Carcross Visitor Reception Center, part of a complex of small buildings called the Carcross Commons, is located in town center. The Commons house local tourist-oriented businesses. The colorful crests on the fronts of these buildings are representative of First Nation clans. The Center is painted with one of the Crow Clan crests and is operated by Tourism Yukon. The small totem in front of the visitor center depicts “Welcome Man,” who was dedicated to world peace. Open daily from 8 a.m. to 8 p.m., from May 1 to Sept. 30; phone 867-821- 4431. The visitor center has a wealth of travel information for both Yukon and Alaska.
Elevation: 2,175 feet/663m. Climate: Average temperature in January, -4.2°F/- 20.1°C; in July, 55.4°F/13°C. Annual rainfall 11 inches, snowfall 2 to 3 feet. Driest month is April, wettest month August. Radio: 590- AM, CIKO-FM 97.5, CHON-FM 90.5, CKRW. Television: CBC, APTN.
Carcross has several gift shops, dining spots and Matthew Watson General Store. The historic Carcross post office is open Mondays, Wednesdays and Fridays 8 a.m. to noon and 1–3:45 p.m.; Tuesday and Thursday from 10–11:45 a.m. Get a Carcross cancellation stamp. The local Isabelle Pringle library is open Monday–Thursday with varied hours. Carcross community pool is open late June through August, phone 867-821-3211.
Several totems in downtown were carved by Native carver Keith Smarch, who also runs the carving studio in Carcross.
White Pass & Yukon Route offers train service to Carcross from Skagway, with a bus return to Skagway, or you can take the bus to Carcross from Skagway and return by train to Skagway. The train runs early June to mid-September. Reservations and passports required; for details click on Bennet Scenic Journey at www.wpyr.com.
Lodging and Camping
Lodging in Carcross located in Chilkoot Cabins. The Caribou Hotel, established in 1901 and a Yukon Heritage Site, has been under renovation; current status unknown.

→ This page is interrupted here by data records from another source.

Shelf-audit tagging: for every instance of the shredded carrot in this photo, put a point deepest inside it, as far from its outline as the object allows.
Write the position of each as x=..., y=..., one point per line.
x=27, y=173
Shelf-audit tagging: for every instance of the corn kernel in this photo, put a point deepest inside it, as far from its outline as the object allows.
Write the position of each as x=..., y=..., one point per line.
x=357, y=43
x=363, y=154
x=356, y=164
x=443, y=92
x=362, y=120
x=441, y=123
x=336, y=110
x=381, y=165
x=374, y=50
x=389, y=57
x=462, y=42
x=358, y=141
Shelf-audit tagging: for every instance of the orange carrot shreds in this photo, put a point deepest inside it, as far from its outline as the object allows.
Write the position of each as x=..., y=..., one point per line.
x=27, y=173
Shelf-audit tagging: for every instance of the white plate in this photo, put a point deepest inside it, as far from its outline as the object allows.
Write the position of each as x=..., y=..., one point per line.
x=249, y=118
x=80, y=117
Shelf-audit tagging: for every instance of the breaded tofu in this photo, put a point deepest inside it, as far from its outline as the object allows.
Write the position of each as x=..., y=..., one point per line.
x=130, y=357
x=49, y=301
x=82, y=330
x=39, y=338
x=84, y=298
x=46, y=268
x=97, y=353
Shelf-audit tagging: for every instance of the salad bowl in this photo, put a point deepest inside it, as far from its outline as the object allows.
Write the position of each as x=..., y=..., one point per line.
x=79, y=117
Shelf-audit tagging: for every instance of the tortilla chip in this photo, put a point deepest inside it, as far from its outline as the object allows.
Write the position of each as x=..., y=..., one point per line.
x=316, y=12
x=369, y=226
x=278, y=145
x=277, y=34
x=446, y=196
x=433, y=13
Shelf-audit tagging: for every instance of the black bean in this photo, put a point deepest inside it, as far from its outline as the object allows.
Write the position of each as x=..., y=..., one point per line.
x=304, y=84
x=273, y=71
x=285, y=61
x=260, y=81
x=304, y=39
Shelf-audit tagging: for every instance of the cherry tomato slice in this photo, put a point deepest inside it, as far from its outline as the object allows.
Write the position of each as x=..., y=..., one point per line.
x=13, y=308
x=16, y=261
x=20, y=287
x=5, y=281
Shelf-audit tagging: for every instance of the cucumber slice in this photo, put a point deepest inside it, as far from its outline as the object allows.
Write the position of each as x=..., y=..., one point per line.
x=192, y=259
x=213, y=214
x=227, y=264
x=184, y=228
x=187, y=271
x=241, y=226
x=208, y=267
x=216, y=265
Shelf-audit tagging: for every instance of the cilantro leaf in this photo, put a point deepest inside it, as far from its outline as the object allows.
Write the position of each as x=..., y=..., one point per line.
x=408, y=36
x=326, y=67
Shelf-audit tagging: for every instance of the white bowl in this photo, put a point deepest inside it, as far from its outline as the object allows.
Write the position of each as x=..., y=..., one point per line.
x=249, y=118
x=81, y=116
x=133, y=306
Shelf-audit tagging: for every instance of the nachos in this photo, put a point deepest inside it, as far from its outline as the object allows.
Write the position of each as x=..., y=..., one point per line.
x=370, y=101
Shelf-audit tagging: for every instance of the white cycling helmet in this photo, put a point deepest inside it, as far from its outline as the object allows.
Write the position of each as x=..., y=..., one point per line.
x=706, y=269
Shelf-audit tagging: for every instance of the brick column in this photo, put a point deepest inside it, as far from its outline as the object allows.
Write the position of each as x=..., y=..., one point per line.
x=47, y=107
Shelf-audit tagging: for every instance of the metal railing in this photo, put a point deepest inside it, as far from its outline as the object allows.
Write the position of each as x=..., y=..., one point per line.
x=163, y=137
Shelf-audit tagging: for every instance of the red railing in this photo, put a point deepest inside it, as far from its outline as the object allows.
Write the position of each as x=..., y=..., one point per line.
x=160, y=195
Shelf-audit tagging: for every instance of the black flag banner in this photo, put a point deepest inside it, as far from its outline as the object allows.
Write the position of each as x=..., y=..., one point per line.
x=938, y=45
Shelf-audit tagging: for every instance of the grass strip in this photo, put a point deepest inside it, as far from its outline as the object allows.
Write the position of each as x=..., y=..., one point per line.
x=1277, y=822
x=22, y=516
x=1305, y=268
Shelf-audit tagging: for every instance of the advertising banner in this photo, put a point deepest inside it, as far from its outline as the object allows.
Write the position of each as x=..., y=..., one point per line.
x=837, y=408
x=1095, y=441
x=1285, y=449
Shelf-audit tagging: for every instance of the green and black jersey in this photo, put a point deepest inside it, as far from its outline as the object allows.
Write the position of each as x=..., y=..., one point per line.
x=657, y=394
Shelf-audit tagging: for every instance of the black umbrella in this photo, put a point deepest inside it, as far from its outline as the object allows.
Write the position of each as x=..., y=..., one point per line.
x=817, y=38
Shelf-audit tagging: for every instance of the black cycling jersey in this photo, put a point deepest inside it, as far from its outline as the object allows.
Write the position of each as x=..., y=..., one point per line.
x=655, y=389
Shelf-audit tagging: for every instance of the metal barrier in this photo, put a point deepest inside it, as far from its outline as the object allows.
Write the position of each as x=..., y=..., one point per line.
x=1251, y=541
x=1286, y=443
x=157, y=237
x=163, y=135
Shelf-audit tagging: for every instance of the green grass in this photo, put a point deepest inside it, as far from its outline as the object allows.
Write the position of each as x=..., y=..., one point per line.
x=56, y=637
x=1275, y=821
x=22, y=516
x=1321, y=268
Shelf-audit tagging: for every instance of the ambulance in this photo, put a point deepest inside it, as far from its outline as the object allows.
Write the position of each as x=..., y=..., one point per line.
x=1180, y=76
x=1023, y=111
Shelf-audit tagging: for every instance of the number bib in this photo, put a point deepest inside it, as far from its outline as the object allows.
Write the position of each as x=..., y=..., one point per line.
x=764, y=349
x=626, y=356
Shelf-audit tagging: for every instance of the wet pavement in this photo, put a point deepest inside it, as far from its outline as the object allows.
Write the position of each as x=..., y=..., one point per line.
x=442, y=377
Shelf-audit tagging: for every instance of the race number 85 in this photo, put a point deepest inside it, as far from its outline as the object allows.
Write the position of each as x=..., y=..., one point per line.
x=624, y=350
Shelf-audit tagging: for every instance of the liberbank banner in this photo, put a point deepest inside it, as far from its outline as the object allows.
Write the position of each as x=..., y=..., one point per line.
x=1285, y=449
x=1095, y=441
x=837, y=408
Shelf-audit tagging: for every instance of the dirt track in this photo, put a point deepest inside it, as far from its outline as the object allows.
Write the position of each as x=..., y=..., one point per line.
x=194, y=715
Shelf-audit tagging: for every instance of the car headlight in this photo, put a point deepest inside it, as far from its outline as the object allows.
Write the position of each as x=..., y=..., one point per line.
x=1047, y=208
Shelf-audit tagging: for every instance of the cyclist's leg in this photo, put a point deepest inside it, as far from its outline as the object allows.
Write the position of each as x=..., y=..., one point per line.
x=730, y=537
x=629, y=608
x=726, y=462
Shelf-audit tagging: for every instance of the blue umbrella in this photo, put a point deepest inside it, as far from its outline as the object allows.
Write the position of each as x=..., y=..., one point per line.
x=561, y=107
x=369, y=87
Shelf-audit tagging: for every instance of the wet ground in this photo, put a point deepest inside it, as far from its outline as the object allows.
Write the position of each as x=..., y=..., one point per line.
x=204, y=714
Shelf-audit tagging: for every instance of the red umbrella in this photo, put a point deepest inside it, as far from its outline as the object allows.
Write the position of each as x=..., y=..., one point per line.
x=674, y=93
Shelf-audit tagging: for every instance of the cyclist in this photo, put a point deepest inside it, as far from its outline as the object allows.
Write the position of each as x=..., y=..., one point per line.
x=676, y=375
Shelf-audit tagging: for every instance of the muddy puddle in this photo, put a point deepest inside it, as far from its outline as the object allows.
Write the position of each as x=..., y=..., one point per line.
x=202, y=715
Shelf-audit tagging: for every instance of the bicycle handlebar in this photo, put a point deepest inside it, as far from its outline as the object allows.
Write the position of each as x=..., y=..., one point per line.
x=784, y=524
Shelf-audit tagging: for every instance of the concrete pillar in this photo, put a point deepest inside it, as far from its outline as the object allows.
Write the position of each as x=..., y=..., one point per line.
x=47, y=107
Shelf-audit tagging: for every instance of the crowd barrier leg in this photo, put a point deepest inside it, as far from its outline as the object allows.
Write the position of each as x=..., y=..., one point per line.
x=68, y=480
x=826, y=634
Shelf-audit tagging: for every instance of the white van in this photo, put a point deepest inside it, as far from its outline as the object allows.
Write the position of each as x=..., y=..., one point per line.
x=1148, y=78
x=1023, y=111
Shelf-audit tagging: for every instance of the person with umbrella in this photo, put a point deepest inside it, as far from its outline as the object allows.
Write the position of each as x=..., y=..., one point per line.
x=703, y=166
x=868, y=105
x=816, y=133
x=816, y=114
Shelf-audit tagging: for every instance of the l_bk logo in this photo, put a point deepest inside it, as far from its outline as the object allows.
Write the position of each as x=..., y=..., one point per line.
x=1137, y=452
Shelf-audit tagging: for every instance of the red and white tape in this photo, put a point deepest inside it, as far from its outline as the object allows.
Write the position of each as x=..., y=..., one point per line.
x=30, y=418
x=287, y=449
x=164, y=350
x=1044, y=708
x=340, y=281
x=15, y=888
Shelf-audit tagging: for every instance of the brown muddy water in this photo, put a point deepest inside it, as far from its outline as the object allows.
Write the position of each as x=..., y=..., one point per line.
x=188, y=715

Camping is available at Carcross Tagish First Nation’s Carcross Campground on Airport Road near the airstrip, and 10 miles south of town at Conrad Yukon government campground. Montana Services, on the highway, has a food store, RV park, restaurant and gas.
Historic Carcross was formerly known as Caribou Crossing because of the large numbers of caribou that traversed the narrows here between Bennett and Nares lakes. In 1904, Bishop Bompas—who had established a school here for Native children in 1901—petitioned the government to change the name of the community to Carcross because of confusion in mail services due to duplicate names in Alaska, British Columbia and the Klondike. Carcross became a stopping place for gold stampeders on their way to the Klondike goldfields. It was a major stop on the White Pass & Yukon Route railroad from 1900 until 1982, when the railroad ceased through train service. In the early days, passengers and freight transferred from rail to stern-wheelers at Carcross. The partially rebuilt hull of the old stern-wheeler SS Tutshi (too-shy) makes up the SS Tutshi Memorial.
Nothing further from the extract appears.